Edith nunca entendió la fortaleza del comportamiento que había elegido su suegra. La consideraba una quisquillosa y una pesada insoportable. Pero lady Uckfield tenía una autodisciplina que habría ahorrado muchos quebraderos de cabeza a Edith. No sabía lo que era estar aburrida, o más bien, admitirse a sí misma que estaba aburrida. El hecho de estar casada con un hombre que tenía una cuarta parte de su cerebro no le había preocupado ni por un segundo. Había elegido su camino y estaba dispuesta a recorrerlo sin piedad ni remordimientos. En nuestro desidioso siglo hay que respetar, si no venerar, esta determinación moral. Y después de todo, citando una frase de Trollope, a fin de cuentas «sus esfuerzos habían caído en terreno fértil».

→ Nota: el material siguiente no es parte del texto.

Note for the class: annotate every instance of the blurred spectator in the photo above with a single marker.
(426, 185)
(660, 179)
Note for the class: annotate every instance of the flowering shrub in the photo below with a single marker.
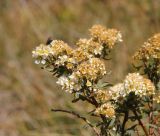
(80, 72)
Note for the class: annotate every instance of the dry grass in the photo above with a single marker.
(27, 93)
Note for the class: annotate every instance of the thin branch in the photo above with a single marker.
(140, 123)
(78, 116)
(124, 123)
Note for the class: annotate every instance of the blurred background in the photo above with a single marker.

La otra razón por la que lady Uckfield llamaba «señor Russell» a Simon era para impedir que él la llamara «Googie», por supuesto.
—Bueno, me gusta tener trabajo —dijo él en respuesta a su pregunta—. No creo que haya mucho más que eso.
—¿Le gustaría llegar a ser una gran estrella del cine?
Para un actor, esta es una pregunta cruel. Todos quieren ser grandes estrellas de cine pero es algo que, por un acuerdo universal tácito, nadie puede admitir.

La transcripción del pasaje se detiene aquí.